Overall, Paris is just so charming. It lives up to its reputation in many ways: it is a pleasure to walk through the streets and observe the old buildings and architecture, it has a very romantic feel, the sidewalks are teeming with cafes with tiny tables squished together where friends and couples huddle and smoke cigarettes, it feels full of history and everyone seems very classy and chic. Oh, and yes, and people everywhere actually do walk around carrying baguettes.
*One of my first observations was that Paris is a much more diverse city than I expected. Obviously I know it is a big cosmopolitan city, but I was surprised at how many ethnicities can be seen on the streets. There seems to be an especially strong north and east African contingent.
*As I mentioned above pertaining to running shoes, everyone dresses chic. It is not necessarily like everyone looks straight off the red carpet, but everyone looks put together. Their clothes seem high quality. They do not wear running shoes and yoga pants, ever. People mostly wear black and neutrals. Definitely no one ever, ever wears sweat pants.
*A LOT of people smoke cigarettes. This is one thing I have been quite surprised about. A huge portion of the population seems to smoke: young, old, men, women, everyone.

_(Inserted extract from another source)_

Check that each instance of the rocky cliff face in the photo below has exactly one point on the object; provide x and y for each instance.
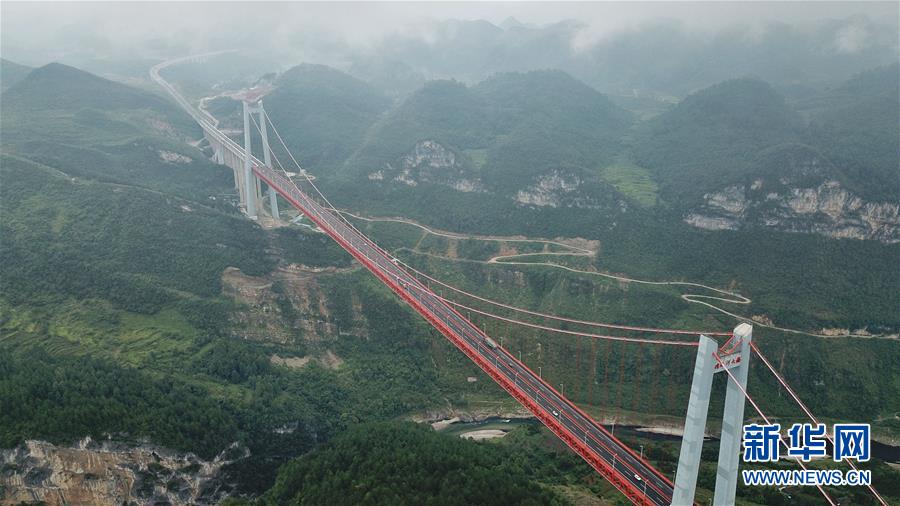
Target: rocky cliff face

One of the main Parisian past times seems to be sitting at a sidewalk cafe, at one of the outdoor tables, with all your friends, drinking small coffees and smoking cigarettes.
*There seems to be a lot of similarities to me between Japanese and French culture. After making this observation, I’ve noticed more and more sushi restaurants, more sushi restaurants than any other “international” cuisine. It makes me wonder how many French move to Japan, or vice versa. Both countries have deep cultural traditions surrounding food and socializing. French around coffee, Japanese around tea, both around food. Both have ritualistic traditions around each one.
*There seems to be a strong culture of spending time with other people, especially at cafes, just talking and enjoying each other’s company. It seems like people actually take the time to be with each other, rather than just having a “power lunch” and heading back to the office. There is more a feeling of enjoyment and relaxation, rather than “go, go, go,” as in America.
*Food is delicious, yet simple. Meals are often made up of only a few ingredients, but very good ingredients. They are more enjoyable because you don’t get “too much” and eat until you are stuffed, which often happens at restaurants in America.
4 hours of sleep over 48 hours, just off the plane and RER Paris subway, looking for our hotel and surprised how FRIGID Paris is. Typical little market in St. Germaine. Everything is just cuter, isn’t it? Even this bike next to a sign is charming. Macaroons and pastries everywhere. Sidewalk cafe – this is in the morning so no one was there, but in the afternoon and night the outdoor seats fill up. Little market. We walked over a bridge to the Louvre and it was covered with locks. Please write _____ loves ______ and the date on the lock, usually. So many locks! Daniel with the locks. Checking out the Seine River. Perfect place for people watching. Views from the Ferris Wheel. First glimpses of the Eiffel Tower. Our attempt at a selfie on the Ferris Wheel. Spot the American! Don’t be fooled because this outfit is all black, it also is made up of, *gasp*, running shoes and yoga pants. I am a lousy Parisian. First close-up glimpse of the Eiffel Tower. Night scenes on the way to dinner. Eiffel. Us (three!) in front of the Eiffel. Summit views. More views from the top of the Eiffel Tower.